Unrestricted file upload vulnerability in cgi-bin/uploadfile in TP-Link IP Cameras TL-SC3130, TL-SC3130G, TL-SC3171, TL-SC3171G, and possibly other models before beta firmware LM.1.6.18P12_sign6, allows remote attackers to upload arbitrary files, then accessing it via a direct request to the file in the mnt/mtd directory.

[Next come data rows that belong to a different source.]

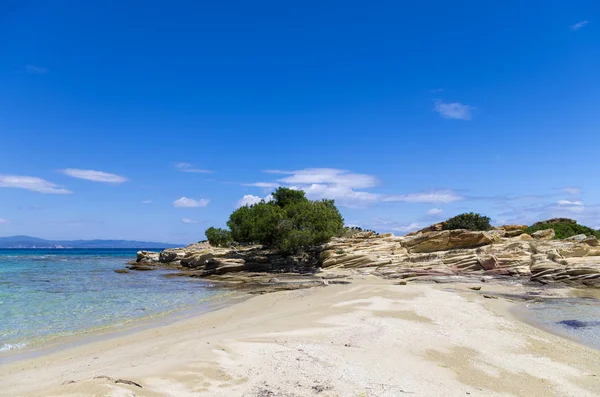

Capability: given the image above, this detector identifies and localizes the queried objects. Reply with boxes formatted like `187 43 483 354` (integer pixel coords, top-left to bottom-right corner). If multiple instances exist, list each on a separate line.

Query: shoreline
0 276 600 397
0 289 250 366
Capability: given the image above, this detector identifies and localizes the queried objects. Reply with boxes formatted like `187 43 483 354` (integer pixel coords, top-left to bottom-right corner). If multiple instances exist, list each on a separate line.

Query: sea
0 249 227 354
519 288 600 350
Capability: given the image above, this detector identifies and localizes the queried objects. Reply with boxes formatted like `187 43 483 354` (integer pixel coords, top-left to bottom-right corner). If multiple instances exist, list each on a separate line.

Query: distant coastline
0 236 184 249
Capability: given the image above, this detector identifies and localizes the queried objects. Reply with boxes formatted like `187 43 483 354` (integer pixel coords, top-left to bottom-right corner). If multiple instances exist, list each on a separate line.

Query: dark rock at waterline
558 320 600 328
127 265 156 271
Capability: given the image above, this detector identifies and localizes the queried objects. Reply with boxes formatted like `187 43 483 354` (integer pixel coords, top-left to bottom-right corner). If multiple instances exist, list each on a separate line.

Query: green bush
525 218 600 240
443 212 492 231
204 226 233 247
207 188 344 253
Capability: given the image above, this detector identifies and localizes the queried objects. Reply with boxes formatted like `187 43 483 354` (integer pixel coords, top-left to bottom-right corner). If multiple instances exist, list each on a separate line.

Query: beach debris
94 375 143 389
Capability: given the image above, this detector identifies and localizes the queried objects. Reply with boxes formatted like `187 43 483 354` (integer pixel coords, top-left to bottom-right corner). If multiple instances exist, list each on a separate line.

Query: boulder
402 229 494 253
496 225 527 237
531 229 556 240
158 248 187 263
180 249 215 269
564 234 588 243
136 251 160 263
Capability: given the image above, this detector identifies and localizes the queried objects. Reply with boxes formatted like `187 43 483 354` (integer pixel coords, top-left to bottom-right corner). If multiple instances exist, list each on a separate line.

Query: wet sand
0 277 600 397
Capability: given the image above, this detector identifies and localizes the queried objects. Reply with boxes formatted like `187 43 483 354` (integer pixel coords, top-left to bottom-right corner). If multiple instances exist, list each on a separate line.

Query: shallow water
525 291 600 350
0 249 223 352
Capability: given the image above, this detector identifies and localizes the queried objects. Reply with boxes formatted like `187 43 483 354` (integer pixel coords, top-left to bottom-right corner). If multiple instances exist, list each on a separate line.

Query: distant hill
0 236 184 249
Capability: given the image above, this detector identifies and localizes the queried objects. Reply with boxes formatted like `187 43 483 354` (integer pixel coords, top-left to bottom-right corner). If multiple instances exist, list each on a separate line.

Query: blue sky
0 0 600 243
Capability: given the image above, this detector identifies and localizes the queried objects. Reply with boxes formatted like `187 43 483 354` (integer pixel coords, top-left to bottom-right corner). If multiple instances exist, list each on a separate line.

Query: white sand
0 279 600 397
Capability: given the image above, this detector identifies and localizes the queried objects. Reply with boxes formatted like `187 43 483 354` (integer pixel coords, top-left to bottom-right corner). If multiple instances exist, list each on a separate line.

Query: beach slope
0 278 600 397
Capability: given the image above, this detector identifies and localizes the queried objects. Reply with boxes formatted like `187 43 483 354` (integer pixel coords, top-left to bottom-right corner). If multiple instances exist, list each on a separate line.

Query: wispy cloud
382 190 463 204
366 218 422 234
265 168 379 189
173 197 210 208
571 20 590 31
560 186 583 196
434 101 475 120
248 168 464 208
0 175 73 194
59 168 127 183
175 163 212 174
25 65 49 74
242 182 279 189
257 168 379 208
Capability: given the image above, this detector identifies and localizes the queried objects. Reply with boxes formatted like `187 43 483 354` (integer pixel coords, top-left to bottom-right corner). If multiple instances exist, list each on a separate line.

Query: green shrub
204 226 233 247
525 218 600 240
209 188 344 253
443 212 492 231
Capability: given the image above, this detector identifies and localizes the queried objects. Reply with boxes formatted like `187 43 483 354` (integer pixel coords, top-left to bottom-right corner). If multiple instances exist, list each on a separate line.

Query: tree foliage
204 226 233 247
443 212 492 231
207 187 344 253
525 218 600 240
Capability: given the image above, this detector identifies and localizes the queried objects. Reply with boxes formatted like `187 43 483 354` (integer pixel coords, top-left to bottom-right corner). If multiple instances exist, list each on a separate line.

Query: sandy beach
0 277 600 397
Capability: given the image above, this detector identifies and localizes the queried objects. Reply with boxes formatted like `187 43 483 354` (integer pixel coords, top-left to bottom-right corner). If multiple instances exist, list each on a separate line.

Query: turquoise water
526 291 600 350
0 249 223 352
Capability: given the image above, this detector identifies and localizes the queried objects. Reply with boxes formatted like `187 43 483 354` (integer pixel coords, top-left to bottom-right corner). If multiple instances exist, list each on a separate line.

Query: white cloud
173 197 210 208
367 218 422 234
60 168 127 183
274 168 379 189
0 175 73 194
25 65 48 74
258 168 379 207
246 168 464 208
434 101 475 120
242 182 279 189
382 190 463 204
558 200 583 205
561 186 583 196
237 194 273 208
175 163 212 174
571 21 590 31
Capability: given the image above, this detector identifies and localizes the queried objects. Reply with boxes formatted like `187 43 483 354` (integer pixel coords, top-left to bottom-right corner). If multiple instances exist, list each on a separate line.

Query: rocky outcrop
531 229 556 240
129 229 600 288
403 230 494 252
136 251 160 263
321 225 600 287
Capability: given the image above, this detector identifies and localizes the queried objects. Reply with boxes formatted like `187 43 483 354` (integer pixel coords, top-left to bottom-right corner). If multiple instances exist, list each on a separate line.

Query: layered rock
132 229 600 286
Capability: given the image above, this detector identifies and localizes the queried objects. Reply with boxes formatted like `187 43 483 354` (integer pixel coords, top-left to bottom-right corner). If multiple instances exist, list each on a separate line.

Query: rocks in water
136 251 160 263
558 320 600 328
531 229 556 240
127 265 156 271
130 225 600 291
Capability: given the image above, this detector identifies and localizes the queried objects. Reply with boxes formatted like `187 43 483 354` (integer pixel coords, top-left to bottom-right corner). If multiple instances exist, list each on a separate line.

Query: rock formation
130 225 600 286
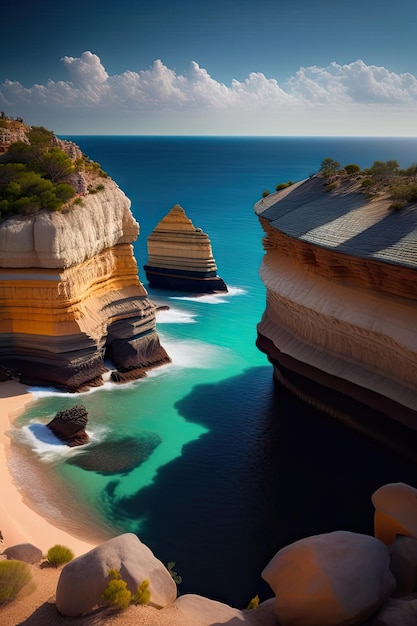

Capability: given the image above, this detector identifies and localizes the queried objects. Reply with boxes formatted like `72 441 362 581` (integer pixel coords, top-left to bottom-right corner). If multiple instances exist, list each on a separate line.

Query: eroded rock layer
255 178 417 431
144 204 227 293
0 179 169 391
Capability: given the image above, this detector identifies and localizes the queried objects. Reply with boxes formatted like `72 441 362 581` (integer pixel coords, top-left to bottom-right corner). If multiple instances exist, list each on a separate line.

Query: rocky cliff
255 177 417 442
144 204 227 293
0 130 169 391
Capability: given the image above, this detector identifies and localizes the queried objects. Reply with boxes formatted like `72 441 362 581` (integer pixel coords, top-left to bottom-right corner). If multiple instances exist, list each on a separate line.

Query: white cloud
0 51 417 134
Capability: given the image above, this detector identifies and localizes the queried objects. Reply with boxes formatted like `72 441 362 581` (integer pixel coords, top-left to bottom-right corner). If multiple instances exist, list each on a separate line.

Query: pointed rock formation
144 204 227 293
0 120 170 391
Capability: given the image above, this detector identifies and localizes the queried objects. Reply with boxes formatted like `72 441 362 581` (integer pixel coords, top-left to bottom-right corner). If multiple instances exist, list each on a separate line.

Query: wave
148 332 236 376
156 307 197 324
170 287 247 304
11 416 111 463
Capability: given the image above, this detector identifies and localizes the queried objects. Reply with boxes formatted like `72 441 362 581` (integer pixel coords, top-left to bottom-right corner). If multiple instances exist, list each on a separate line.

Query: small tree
320 157 340 178
343 163 361 176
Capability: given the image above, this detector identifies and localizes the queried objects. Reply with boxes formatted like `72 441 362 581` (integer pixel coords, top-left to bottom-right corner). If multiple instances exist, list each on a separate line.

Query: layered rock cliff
144 204 227 293
255 177 417 431
0 129 169 391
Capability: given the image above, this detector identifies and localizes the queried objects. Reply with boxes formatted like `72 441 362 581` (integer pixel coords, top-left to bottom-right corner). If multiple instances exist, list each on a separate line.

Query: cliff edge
0 122 170 391
255 176 417 442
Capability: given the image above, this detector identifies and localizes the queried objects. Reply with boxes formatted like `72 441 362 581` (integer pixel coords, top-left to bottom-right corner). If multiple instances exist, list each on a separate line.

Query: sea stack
0 122 170 391
255 174 417 442
144 204 227 293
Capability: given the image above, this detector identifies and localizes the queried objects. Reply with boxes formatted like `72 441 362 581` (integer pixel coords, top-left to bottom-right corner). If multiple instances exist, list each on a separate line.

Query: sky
0 0 417 136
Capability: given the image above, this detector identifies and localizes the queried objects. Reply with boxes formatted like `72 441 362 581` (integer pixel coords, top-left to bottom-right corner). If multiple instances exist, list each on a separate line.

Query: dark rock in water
66 433 162 475
144 204 227 294
47 404 89 448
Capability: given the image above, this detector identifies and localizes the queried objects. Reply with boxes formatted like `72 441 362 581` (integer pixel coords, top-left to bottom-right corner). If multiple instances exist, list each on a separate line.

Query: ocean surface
8 136 417 608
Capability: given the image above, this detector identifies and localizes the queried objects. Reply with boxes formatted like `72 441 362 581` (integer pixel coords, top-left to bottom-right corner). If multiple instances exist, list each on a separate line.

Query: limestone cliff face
145 204 227 293
255 178 417 431
0 179 169 390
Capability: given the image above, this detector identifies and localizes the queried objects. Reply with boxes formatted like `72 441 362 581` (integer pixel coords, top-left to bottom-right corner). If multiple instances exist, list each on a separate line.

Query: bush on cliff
101 569 151 609
0 126 75 218
0 560 32 604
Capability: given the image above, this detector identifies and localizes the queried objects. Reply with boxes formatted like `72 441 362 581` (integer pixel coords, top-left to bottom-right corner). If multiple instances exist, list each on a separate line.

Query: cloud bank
0 51 417 135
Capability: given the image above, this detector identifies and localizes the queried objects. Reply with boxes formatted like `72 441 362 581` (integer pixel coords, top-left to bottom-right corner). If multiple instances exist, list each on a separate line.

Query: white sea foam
13 416 108 463
149 333 235 375
156 307 197 324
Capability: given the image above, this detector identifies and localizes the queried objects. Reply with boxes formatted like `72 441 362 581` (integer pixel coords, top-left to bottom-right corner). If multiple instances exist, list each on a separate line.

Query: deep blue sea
8 136 417 608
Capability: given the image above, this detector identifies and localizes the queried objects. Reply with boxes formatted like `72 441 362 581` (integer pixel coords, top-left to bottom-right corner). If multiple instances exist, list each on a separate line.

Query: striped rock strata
255 177 417 442
144 204 227 293
0 178 169 391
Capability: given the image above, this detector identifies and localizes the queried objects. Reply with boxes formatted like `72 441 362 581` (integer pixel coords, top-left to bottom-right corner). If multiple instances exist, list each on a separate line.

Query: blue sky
0 0 417 136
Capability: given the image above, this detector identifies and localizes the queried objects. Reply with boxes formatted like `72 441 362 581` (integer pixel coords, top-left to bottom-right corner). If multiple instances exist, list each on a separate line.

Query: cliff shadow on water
98 367 417 608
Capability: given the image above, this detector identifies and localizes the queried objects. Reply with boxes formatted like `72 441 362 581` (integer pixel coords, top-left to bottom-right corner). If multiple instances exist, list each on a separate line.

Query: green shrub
167 561 182 585
132 578 151 604
0 561 32 604
101 569 132 609
344 163 361 176
320 157 340 178
46 543 74 567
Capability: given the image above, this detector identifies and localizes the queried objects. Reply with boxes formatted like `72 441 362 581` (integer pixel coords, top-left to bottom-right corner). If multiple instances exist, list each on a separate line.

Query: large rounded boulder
262 531 395 626
56 533 177 617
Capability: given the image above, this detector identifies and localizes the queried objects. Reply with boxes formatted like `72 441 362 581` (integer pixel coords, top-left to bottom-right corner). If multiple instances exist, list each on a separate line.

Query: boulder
370 599 417 626
388 535 417 596
174 594 278 626
47 404 89 448
262 531 395 626
3 543 43 563
371 483 417 545
56 533 177 617
175 594 244 626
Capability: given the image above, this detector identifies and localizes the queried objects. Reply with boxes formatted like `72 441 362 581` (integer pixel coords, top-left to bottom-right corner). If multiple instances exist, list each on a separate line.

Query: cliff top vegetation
262 157 417 210
0 112 107 219
319 157 417 210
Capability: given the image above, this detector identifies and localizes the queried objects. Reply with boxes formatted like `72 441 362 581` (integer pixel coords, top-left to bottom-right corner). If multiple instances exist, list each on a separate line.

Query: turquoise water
8 137 417 607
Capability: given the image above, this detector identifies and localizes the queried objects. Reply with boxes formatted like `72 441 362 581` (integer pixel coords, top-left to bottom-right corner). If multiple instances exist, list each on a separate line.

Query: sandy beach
0 381 94 556
0 381 204 626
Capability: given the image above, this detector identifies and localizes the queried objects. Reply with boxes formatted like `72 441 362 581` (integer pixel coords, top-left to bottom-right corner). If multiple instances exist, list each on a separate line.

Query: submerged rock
66 433 162 475
47 404 89 448
144 204 227 293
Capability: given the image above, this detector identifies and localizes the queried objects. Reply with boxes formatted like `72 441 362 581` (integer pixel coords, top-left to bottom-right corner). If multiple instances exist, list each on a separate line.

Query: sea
11 136 417 608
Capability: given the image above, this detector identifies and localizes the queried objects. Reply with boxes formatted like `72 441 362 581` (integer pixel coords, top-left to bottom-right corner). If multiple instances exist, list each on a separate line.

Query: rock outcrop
2 483 417 626
47 404 89 448
56 533 177 617
262 531 395 626
52 484 417 626
255 177 417 438
0 130 170 391
144 204 227 293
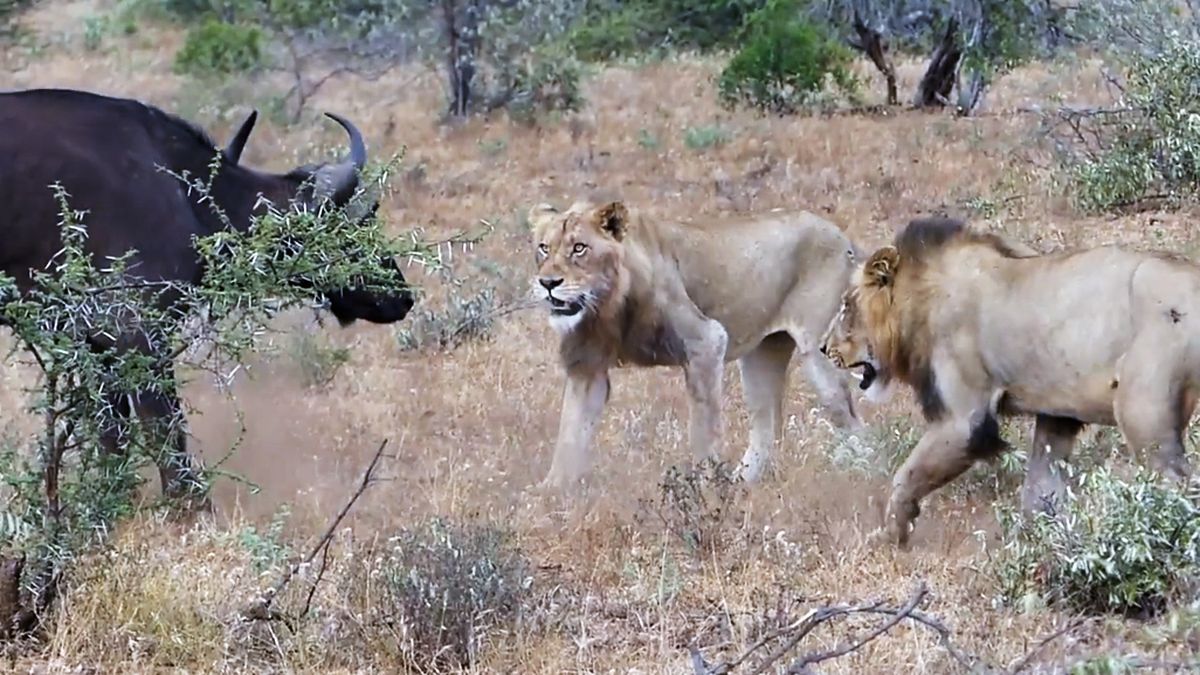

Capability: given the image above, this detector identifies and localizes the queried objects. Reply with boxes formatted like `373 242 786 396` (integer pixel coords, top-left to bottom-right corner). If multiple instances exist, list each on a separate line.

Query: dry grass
7 1 1194 673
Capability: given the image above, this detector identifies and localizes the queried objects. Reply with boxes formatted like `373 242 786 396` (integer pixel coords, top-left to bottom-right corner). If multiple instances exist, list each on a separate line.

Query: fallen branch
241 438 388 621
690 581 988 675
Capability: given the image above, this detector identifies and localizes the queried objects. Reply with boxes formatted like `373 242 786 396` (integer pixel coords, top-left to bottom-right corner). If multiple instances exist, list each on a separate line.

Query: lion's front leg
1021 414 1084 515
684 319 728 460
542 370 608 490
883 420 976 549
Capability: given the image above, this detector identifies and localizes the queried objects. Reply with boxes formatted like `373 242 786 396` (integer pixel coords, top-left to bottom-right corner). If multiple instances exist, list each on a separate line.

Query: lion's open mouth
846 362 880 392
546 295 583 316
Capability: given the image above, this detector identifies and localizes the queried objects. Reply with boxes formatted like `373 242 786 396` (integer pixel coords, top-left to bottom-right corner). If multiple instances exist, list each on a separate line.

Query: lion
529 201 863 489
822 219 1200 548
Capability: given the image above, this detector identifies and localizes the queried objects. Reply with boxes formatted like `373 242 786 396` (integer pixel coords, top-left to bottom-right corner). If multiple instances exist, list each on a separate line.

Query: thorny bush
997 466 1200 615
0 152 463 640
641 458 743 557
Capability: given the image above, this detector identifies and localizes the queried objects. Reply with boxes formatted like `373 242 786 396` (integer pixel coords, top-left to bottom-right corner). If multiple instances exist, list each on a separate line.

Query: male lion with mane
529 196 862 489
822 219 1200 548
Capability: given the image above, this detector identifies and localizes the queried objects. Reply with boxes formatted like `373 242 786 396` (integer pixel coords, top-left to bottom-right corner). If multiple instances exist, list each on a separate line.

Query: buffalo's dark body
0 89 413 502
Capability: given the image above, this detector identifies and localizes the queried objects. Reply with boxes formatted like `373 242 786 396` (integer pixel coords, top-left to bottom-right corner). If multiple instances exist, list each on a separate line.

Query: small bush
718 0 856 114
505 53 584 124
175 18 263 76
642 459 742 557
290 333 350 388
998 467 1200 615
377 519 533 669
396 287 498 352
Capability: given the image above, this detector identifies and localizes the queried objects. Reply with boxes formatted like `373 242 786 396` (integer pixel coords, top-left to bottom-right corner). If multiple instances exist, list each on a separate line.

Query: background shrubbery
998 466 1200 616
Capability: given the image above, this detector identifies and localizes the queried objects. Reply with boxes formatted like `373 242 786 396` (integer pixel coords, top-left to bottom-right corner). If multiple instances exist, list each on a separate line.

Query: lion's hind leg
684 318 728 460
1114 356 1194 482
738 333 796 483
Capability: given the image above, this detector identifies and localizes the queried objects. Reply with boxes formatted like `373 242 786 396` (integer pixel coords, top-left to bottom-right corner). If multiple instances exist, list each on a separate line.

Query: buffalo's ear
596 202 629 241
863 246 900 288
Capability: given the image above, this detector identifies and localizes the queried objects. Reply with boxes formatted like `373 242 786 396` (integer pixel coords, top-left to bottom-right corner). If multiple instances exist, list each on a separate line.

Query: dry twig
241 438 388 621
691 581 988 675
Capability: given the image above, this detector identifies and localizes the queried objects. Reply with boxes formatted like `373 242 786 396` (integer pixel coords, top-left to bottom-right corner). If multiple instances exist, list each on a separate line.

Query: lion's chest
617 321 688 366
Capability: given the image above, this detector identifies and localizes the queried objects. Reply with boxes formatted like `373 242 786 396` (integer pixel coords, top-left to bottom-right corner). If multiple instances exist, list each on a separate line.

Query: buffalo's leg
134 378 212 510
1021 414 1084 515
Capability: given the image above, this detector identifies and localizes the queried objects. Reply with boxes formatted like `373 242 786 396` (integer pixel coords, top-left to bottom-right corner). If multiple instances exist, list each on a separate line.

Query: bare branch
1008 619 1088 675
690 581 991 675
241 438 388 621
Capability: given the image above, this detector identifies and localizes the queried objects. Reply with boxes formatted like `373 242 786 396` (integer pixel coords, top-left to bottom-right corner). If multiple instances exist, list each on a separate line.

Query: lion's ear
596 202 629 241
863 246 900 288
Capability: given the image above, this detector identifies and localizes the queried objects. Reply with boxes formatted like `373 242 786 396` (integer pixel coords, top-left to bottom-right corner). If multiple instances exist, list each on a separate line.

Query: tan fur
529 196 862 488
823 221 1200 545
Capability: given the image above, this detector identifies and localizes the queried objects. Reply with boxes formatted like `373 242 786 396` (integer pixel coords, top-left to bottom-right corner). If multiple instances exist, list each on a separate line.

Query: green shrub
396 287 500 352
175 18 263 76
504 52 583 124
997 466 1200 615
1062 35 1200 211
374 519 533 669
718 0 856 114
568 0 766 61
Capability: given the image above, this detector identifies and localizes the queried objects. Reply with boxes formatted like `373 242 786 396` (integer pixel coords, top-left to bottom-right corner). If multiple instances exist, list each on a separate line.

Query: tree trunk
442 0 482 118
912 18 962 108
853 12 900 106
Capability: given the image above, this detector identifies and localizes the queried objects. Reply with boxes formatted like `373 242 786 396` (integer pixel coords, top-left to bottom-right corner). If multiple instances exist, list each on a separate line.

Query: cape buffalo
0 89 414 507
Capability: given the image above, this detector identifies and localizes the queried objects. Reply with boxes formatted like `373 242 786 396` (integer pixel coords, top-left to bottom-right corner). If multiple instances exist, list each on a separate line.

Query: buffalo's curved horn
224 110 258 163
325 113 367 169
314 113 367 205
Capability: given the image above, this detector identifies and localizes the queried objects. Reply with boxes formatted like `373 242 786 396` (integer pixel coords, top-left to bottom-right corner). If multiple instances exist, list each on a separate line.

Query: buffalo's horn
224 110 258 163
325 113 367 169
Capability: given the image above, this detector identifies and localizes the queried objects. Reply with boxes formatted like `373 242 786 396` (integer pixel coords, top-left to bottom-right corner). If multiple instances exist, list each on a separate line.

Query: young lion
529 202 862 489
822 219 1200 546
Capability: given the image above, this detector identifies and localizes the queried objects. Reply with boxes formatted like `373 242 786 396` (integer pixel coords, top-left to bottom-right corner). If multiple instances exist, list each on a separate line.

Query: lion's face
529 202 629 333
821 250 896 392
821 288 878 390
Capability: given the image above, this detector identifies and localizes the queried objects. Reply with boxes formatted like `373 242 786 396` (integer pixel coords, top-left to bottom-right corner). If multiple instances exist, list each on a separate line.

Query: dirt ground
0 0 1195 673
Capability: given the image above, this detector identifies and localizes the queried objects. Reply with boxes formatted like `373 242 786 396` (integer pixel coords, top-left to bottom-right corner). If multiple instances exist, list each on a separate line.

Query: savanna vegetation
0 0 1200 674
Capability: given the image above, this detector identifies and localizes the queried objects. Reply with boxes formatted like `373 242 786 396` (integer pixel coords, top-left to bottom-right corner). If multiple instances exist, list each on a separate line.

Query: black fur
967 411 1008 459
893 216 1021 261
912 366 946 422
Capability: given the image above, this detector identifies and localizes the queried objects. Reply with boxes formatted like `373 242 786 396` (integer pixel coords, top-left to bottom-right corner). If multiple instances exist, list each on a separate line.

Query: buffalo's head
223 112 415 325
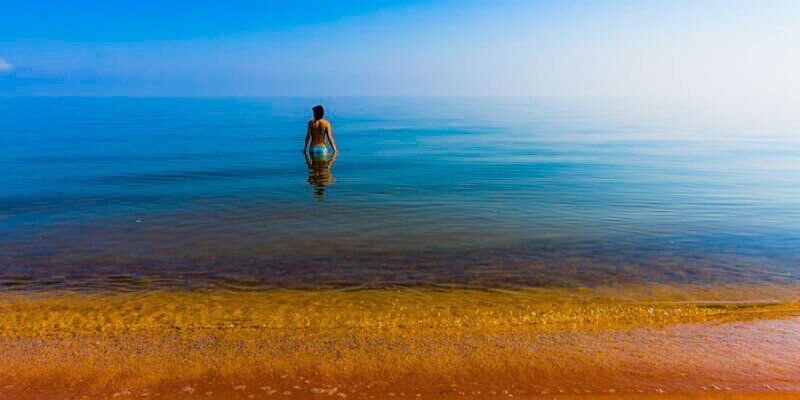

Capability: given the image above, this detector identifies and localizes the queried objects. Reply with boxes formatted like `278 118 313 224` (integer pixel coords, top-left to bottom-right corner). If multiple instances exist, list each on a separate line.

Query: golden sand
0 285 800 399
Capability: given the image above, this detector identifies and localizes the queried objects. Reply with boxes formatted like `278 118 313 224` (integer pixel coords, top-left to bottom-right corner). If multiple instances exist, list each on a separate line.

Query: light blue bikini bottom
311 146 328 158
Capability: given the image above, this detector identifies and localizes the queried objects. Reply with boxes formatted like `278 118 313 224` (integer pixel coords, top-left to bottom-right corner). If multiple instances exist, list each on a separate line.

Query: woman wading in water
303 106 336 160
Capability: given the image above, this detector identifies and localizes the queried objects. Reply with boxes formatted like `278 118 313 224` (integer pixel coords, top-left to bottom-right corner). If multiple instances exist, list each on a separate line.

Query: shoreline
0 285 800 399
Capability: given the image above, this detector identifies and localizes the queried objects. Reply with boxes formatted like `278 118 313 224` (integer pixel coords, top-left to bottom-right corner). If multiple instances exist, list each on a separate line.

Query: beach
0 285 800 399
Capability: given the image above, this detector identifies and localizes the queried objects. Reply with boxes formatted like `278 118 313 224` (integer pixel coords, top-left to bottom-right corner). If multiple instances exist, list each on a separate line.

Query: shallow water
0 98 800 290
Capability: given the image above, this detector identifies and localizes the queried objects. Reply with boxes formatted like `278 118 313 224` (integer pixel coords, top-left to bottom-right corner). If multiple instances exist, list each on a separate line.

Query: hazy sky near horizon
0 0 800 100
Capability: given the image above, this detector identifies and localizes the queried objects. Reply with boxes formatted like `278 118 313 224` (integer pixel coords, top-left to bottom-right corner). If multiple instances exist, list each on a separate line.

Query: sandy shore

CVE-2013-2579 tp-link vulnerability CVSS: 10.0 11 Oct 2013, 21:55 UTC

TP-Link IP Cameras TL-SC3130, TL-SC3130G, TL-SC3171, TL-SC3171G, and possibly other models before beta firmware LM.1.6.18P12_sign6 have an empty password for the hardcoded "qmik" account, which allows remote attackers to obtain administrative access via a TELNET session.

CVE-2013-2578 tp-link vulnerability CVSS: 10.0 11 Oct 2013, 21:55 UTC

cgi-bin/admin/servetest in TP-Link IP Cameras TL-SC3130, TL-SC3130G, TL-SC3171, TL-SC3171G, and possibly other models before beta firmware LM.1.6.18P12_sign6 allows remote attackers to execute arbitrary commands via shell metacharacters in (1) the ServerName parameter and (2) other unspecified parameters.

CVE-2013-3688 tp-link vulnerability CVSS: 7.1 01 Oct 2013, 19:55 UTC

The TP-Link IP Cameras TL-SC3171, TL-SC3130, TL-SC3130G, TL-SC3171G, and possibly other models before beta firmware LM.1.6.18P12_sign6, does not properly restrict access to certain administrative functions, which allows remote attackers to (1) cause a denial of service (device reboot) via a request to cgi-bin/reboot or (2) cause a denial of service (reboot and reset to factory defaults) via a request to cgi-bin/hardfactorydefault.

CVE-2012-6276 tp-link vulnerability CVSS: 4.3 26 Jan 2013, 21:55 UTC

Directory traversal vulnerability in the web-based management interface on the TP-LINK TL-WR841N router with firmware 3.13.9 build 120201 Rel.54965n and earlier allows remote attackers to read arbitrary files via the URL parameter.

CVE-2012-5687 tp-link vulnerability CVSS: 7.8 01 Nov 2012, 10:44 UTC

Directory traversal vulnerability in the web-based management feature on the TP-LINK TL-WR841N router with firmware 3.13.9 build 120201 Rel.54965n and earlier allows remote attackers to read arbitrary files via a .. (dot dot) in the PATH_INFO to the help/ URI.

CVE-2012-2440 tp-link vulnerability CVSS: 7.5 28 Apr 2012, 00:55 UTC

The default configuration of the TP-Link 8840T router enables web-based administration on the WAN interface, which allows remote attackers to establish an HTTP connection and possibly have unspecified other impact via unknown vectors.